At first, I thought more video calls would solve the problem. I assumed that if I collected enough people in a virtual meeting room, we could recoup some of our office culture. But I was wrong.
This decision didn’t take into account the diversity of my team. Some folks aren’t extroverts like me, or they have family members to care for, or their cat sits in front of their webcam all day. While trying to recreate an inclusive in-office environment, I had inadvertently alienated several folks on my team. And as someone who knows what it’s like to be different, this broke my heart.
Through this, I was reminded that including others isn’t about doing the most. It’s about asking each individual what they need at work and making sure that everyone on the team can work in a way that works for them.

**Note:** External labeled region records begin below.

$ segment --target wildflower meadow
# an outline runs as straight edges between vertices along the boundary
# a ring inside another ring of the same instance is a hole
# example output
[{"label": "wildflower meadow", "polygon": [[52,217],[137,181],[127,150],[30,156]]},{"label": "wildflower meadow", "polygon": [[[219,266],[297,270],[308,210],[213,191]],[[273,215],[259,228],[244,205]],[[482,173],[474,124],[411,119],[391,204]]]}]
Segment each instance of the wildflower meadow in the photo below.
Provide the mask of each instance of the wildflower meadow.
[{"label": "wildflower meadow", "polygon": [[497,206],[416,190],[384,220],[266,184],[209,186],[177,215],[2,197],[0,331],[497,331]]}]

My team still hops on a video call from time to time. But I’ve tried to limit these as much as possible. I’ve also set an expectation on the team that it’s okay to reschedule a meeting or turn off your video if you prefer.
Write everything down
I lead a team of content marketers, writers, and editors—and so I have felt that written communication is already a strong suit of ours. But when we started working remotely, I realized how much crucial information about our work we didn’t usually write down. I’ve made it a goal to support my team members in creating documentation for everything. This helps everyone have access to the information they need when they need it, which ultimately gives them more control over their time and respects whatever unique challenges or needs they might be facing on any given day.
Feed yourself first
If you’re like me, you’ve tried to put your team first. And some traditional management advice encourages leaders to “eat last.” But I’ve learned that I’ll always be my most important teammate, and that means I have to take care of myself first. I’ve prioritized saying “no” more, pushing back, setting boundaries, and stating my needs upfront. This helps me to show up for my team, but it also sets a good example so that people feel comfortable making their own needs known.
Lead with empathy
To my mind, empathy is a skill every manager should possess. At Grammarly, it’s one of our central values. We consider the importance of treating others as they want to be treated, and we try to actively listen. We talk about being willing to put yourself in another person’s shoes—then responding accordingly.
Since I became a manager, I’ve been seeing this value in a new light. Active listening is now not just about being a good colleague to those around me—I consider it the first tool in a Batman toolbelt of management resources. That doesn’t mean it’s always easy. If you’re listening to your team, you’re probably learning something. And maybe that makes you uncomfortable.
I believe in leaning into that discomfort—it can be a very powerful thing. As a queer person, I’ve often been the one asking others to step out of their comfort and appreciate other perspectives. As a queer manager, I can use that understanding to try and make sure I’m ready to listen to all members of my team, step out of my comfort zone, and treat people in the way they want or need to be treated. Doing so is central to being my full queer self—and being the kind of manager my team deserves.